I love Kyoto - there's so much history and culture of Japan in this one city. It's the perfect combination of traditional and modern all wrapped up in one place. I would even call it the quintessential Japanese city. Absolutely fantastic and a definite must-see for any trip to Japan!
The stores and temples near Gion (also known as the Geisha district)
So much history, beauty and amazing architecture
The world famous Zen Rock Garden and Kinkaku-ji (Golden Temple)
Now onto the food...
Shabu Shabu on Pontocho (famous food street)
Japanese breakfast at the Kyoto Hotel (the tofu in the soup was really good!!)
I have no idea what this was - but it was the closest food for what felt like miles in Kyoto (they don't call Kyoto the walking city for nothing). The balls were gummy,chewy and really gross - not our thing at all.
The cheapest lunch/dinner/takeout we found in Japan! Something like 380 yen at some takeout store in the middle of Kyoto. It was great value for money - the food was good, they made it fresh to order and it was super cheap - it really didn't get any better than that.
Our Japan Trip Planner recommended this restaurant near Ginkaku-ji and the Philosopher's Path because it is a very famous Udon place. We got the hot Udon with vegetables. The taste of the Udon was definitely not something we were used to since the taste was milder than what we would have expected (most likely because the Udon we usually eat is a lot more strongly flavoured). The broth was very strong and the sesame seeds (which I thought were normal sesame seeds but turned out to be like smoky sesame seeds) actually added a different flavour to the noodles. The entire meal felt like a whole cacophony of subtle flavours that I couldn't quite appreciated so I didn't particularly enjoy the noodles.
The Melon Bun Snack!
Due to my brother's obsession with melon buns (see Ito & Gotemba Blog Entry), we proceeded to pretty much try every single bakery's melon buns (that we could find in Kyoto). This one we got at the Suzuya store in a subway station in Kyoto.
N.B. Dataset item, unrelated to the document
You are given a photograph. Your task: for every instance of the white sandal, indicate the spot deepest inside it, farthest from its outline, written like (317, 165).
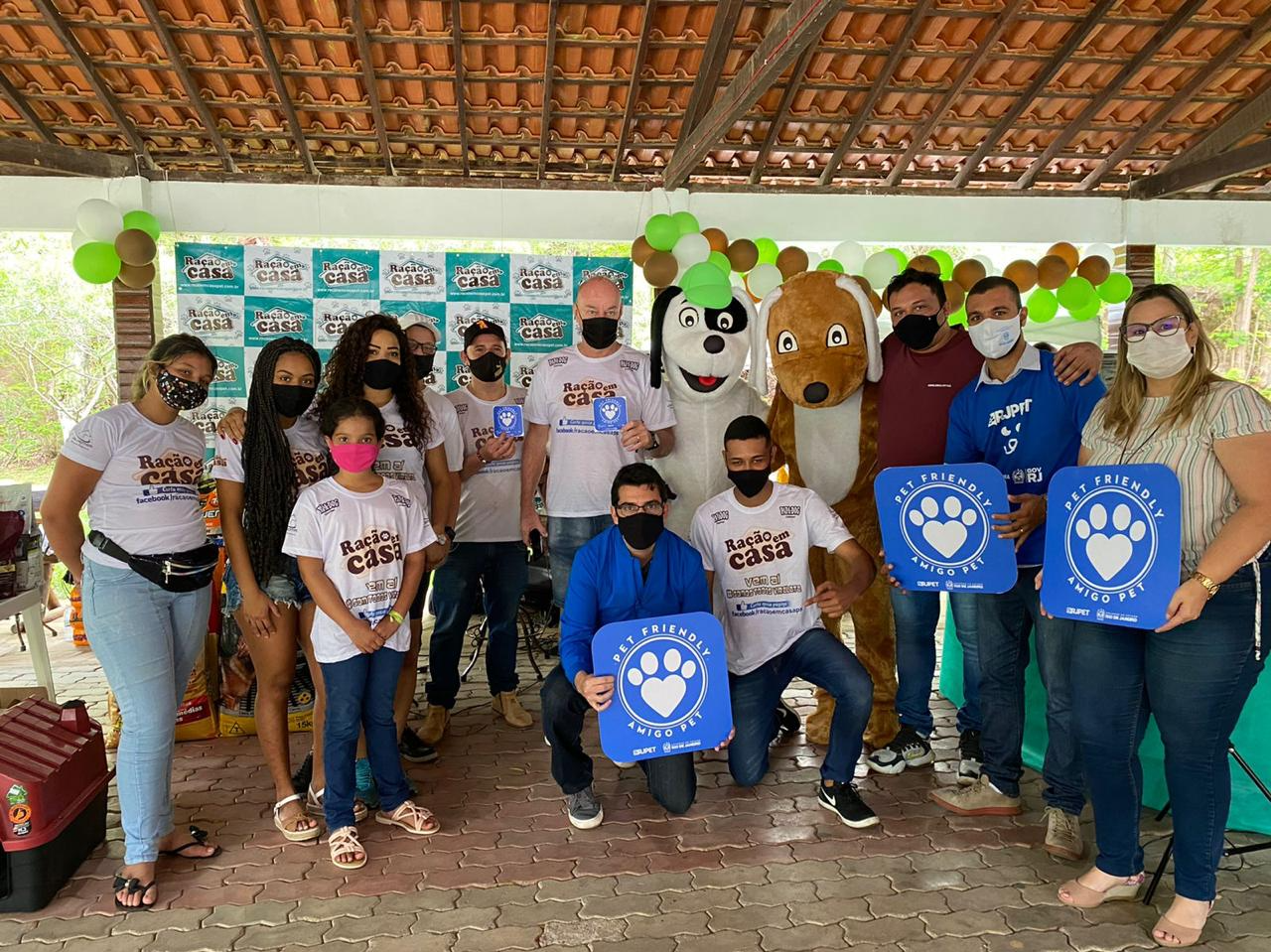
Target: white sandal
(345, 840)
(416, 820)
Not as delicious as the one we tried in Mishima, but it was a melon bun and my brother was happy. (Someone needs to start making melon buns in Toronto - seriously - not the pineapple ones - the real melon flavour buns)
Japanese stone grilling
There have been rave reviews of Issian Pontocho in all the guide books that we looked at (Frommers, Lonely Planet, etc), so we decided to try to find it in the confusing Pontocho area and after much wandering and questioning of the locals, we found it in a side street off the main street.
Everyone in the restaurant spoke English and it was such a relief to hear English being spoken again (especially since most people in Japan didn't really have a solid grasp of the language).
The food was ok...we sat there waiting for the waiter, but after a while our hunger got the better of us and we started to cook it for ourselves. The sauces weren't as good as the ones we usually get in Korean Barbecue. I wasn't particularly impressed with Issian and didn't quite see what all the hype was about (I like KBBQ in Toronto much better) and when we left, we had the smoky smell of bbq clinging to our clothes (the ventilation in the restaurant was pretty bad).